Здесь она не признает никаких резонов. Теща уверяет, что, ежели «человек интеллигентный не имел ничего общего с тем делом ни фактически, ни формально (под «тем делом» она в данном случае подразумевает нацистский режим), он должен был как-то ловчить». Наверное, она права; когда я начинаю с ней спорить и напоминаю, как погиб Ангел, теща говорит: «Ты прекрасно знаешь, что Ангел был не слишком интеллигентный, а может, наоборот, слишком интеллигентный»; и тут она права. Сам не пойму, как я разрешил в себя стрелять настоящими пулями и даже допустил, чтобы в меня попали. Ведь я был освобожден от стрельбы; почему же я находился там, где стреляли, сам не сделав ни одного выстрела? В моем сознании и на моей совести это темное пятно. Наверное, мне просто надоел Шопен, а может, я устал от Запада и стремился душою на Восток; не знаю точно, что со мной было, не знаю, что заставило меня пренебречь медицинской справкой, выданной главным офтальмологом армейской группы «Запад». Гильдегард писала тогда, что она меня понимает, но сам я себя не понимал… Теща вполне права, характеризуя мою тогдашнюю позицию словами «вел себя, как идиот». Все это так запутано и темно, что разрешаю каждому, кто пожелает, обмакнув кусок ваты в черную тушь, посадить здоровую кляксу в том месте альбома «Раскрась сам», где должно обретаться мое сознание. Как бы то ни было я с самого начала распрощался с мыслью о дезертирстве: у меня не было желания менять мою тогдашнюю тюрьму на какую-либо другую.

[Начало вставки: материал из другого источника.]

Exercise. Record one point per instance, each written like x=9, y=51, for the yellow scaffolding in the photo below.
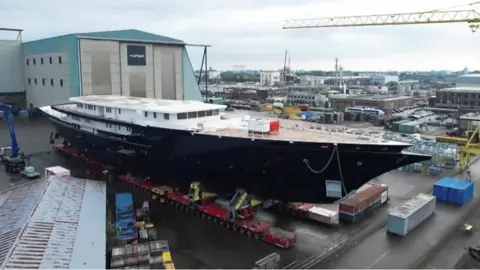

– Ну, а что играют на рояле русские? – спросила меня теща, когда я приехал на побывку.
Не покривив душою, я сказал, что всего три раза слышал игру русских на рояле и что каждый раз это был Бетховен.
– Хорошо, – сказала она, – очень хорошо.
Здесь, в самой середине нашей идиллии, мне хочется, хоть и с некоторым опозданием, выполнить свой долг; на одной или двух страницах воздвигнуть часовню, чтобы увековечить память погибших героев этой повести.
1. Гильдегард Шмёльдер, урожденная Бертольд, родилась 6 января 1920 года, умерла 31 мая 1942 года во время воздушного налета на Кёльн, недалеко от Хлодвигплатц. Ее бренные останки так и не были найдены.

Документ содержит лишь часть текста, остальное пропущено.